The South Carolina plant that puts together the rods that help the National Nuclear Security Administration top off the tritium reservoirs of U.S. nuclear weapons cleared an environmental hurdle last week that sets the facility up to operate for another 40 years.
The extension, recommended July 29 by the Nuclear Regulatory Commission, would more than cover even the lengthy, long-term contract the National Nuclear Security Administration (NNSA) gave Westinghouse Government Services in 2000 to make tritium producing burnable absorber rods (TPBAR) at the Columbia Fuel Fabrication Facility near Columbia, S.C.
The rods are irradiated in a pair of Tennessee Valley Authority reactors to produce the radioactive hydrogen isotope required to keep U.S. nuclear weapons at their design destructive power levels.
The Nuclear Regulatory Commission’s renewal recommendation was part of a Final Environmental Impact Statement published last week. The document makes official a preliminary recommendation the NRC published about one year ago, in 2021.
Westinghouse has sought a 40-year extension since 2014. The commission wound up putting the plant through an environmental impact statement after a 2018 uranium leak, one of a number of environmental issues at the facility. That prevented fast-tracking the license-extension via a finding of no significant impact.
Westinghouse Government Services’ TPBAR fabrication contract with the NNSA would, if the agency exercises all of its options, run for 44 years. The agency awarded the deal in 2000. After a four-year startup period, the contract’s 10-year base kicked in.
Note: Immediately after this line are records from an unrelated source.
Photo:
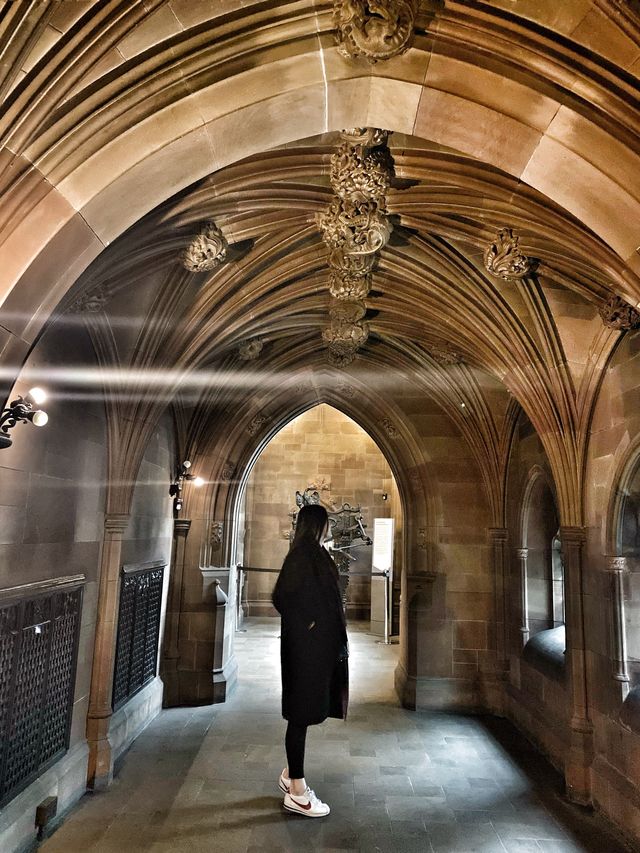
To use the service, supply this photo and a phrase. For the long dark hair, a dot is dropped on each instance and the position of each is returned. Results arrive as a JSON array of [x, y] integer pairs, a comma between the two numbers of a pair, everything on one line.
[[310, 524]]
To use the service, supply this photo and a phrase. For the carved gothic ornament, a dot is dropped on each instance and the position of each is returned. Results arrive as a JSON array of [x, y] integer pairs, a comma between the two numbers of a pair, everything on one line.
[[347, 390], [389, 428], [618, 314], [368, 137], [206, 251], [92, 302], [359, 176], [347, 312], [228, 471], [350, 276], [343, 339], [356, 229], [505, 259], [250, 350], [257, 422], [445, 355], [374, 29], [216, 532]]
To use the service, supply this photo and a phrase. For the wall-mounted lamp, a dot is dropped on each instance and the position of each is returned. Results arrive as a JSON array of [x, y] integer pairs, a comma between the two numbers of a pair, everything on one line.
[[175, 489], [22, 409]]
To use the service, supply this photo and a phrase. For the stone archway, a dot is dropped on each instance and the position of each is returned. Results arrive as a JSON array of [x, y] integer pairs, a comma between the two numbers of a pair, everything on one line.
[[327, 451]]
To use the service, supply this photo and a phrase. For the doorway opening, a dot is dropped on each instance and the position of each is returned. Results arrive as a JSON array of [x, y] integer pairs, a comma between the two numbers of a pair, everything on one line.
[[322, 451]]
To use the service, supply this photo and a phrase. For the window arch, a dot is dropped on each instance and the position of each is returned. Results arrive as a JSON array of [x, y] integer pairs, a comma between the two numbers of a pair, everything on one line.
[[544, 574], [628, 529]]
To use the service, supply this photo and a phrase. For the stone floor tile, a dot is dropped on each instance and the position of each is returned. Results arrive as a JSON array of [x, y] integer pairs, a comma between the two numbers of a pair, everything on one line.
[[205, 779]]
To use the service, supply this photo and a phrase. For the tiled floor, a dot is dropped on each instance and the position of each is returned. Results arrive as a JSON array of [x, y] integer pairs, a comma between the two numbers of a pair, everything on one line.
[[204, 779]]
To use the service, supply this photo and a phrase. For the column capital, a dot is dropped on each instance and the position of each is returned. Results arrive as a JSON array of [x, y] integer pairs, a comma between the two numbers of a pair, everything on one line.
[[181, 526], [116, 522], [617, 564]]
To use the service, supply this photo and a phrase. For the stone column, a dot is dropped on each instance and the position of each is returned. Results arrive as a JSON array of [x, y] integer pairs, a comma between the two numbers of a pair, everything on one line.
[[498, 540], [171, 653], [100, 771], [578, 765], [522, 554], [619, 569]]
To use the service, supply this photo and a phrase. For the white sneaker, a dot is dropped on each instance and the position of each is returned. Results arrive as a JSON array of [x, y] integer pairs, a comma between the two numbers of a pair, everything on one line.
[[284, 783], [307, 804]]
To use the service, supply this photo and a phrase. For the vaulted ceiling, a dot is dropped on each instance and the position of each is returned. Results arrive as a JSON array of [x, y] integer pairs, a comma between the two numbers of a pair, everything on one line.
[[129, 126]]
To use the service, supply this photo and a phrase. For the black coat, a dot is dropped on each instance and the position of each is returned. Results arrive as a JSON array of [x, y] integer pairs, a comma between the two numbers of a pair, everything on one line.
[[313, 646]]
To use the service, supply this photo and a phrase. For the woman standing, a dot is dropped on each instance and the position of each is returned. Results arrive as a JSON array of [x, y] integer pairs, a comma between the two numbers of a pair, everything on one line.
[[313, 650]]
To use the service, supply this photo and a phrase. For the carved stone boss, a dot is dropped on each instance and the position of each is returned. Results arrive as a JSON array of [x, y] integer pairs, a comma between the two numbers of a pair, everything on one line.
[[618, 314], [505, 259], [374, 29], [206, 251], [355, 227]]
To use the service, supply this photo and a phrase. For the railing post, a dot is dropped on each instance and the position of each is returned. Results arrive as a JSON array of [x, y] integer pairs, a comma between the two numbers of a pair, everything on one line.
[[618, 568], [522, 554], [578, 767], [100, 771]]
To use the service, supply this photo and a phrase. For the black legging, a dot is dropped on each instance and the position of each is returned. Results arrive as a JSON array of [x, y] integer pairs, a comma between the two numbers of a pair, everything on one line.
[[294, 742]]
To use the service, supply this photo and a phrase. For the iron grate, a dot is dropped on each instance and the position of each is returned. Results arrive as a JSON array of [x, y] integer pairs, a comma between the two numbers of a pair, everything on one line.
[[38, 654], [138, 630]]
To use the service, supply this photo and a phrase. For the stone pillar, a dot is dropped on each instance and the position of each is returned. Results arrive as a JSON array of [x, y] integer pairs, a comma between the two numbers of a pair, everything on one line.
[[578, 765], [522, 554], [100, 771], [498, 540], [619, 569], [171, 653]]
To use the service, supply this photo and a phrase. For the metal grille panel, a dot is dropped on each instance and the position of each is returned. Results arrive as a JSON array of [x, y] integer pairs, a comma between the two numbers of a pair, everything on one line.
[[38, 652], [138, 629]]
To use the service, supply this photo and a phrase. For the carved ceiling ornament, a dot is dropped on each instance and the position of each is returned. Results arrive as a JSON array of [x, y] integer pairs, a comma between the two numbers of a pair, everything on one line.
[[216, 532], [505, 259], [250, 350], [350, 276], [358, 176], [369, 137], [206, 251], [389, 428], [374, 29], [445, 355], [92, 302], [618, 314], [228, 471], [355, 227], [343, 338], [257, 422]]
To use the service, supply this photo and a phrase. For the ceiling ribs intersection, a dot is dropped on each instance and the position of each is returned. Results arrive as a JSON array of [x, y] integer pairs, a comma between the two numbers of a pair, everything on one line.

The deal has three 10-year options after the base and Westinghouse is currently producing TPBARs under option number four, which runs from 2014 to 2024, an NNSA spokesperson said Friday.
The spokesperson declined to provide the financial terms of the decades-spanning contract with Westinghouse Government Services, which at the time of the award was doing business as WesDyne International.
Westinghouse cranks out about 1,500 TPBARs annually at the Columbia Fuel Fabrication Facility, which also provides uranium fuel for commercial power plants and has converted some of the NNSA’s stock of highly enriched uranium down to low-enriched uranium.
The Nuclear Regulatory Commission does not regulate the manufacture of tritium producing burnable absorber rods at the Columbia facility. The process does not require the use of radioactive materials.
TPBAR are irradiated at the Tennessee Valley Authority’s Watts Bar Unit 1 and Unit 2 reactors and are then shipped back to South Carolina for tritium harvesting by DOE contractors at the agency’s Savannah River Site. The tritium gets transferred to reservoirs that are installed in nuclear weapons. Modern thermonuclear weapons use tritium to increase the efficiency of nuclear explosions.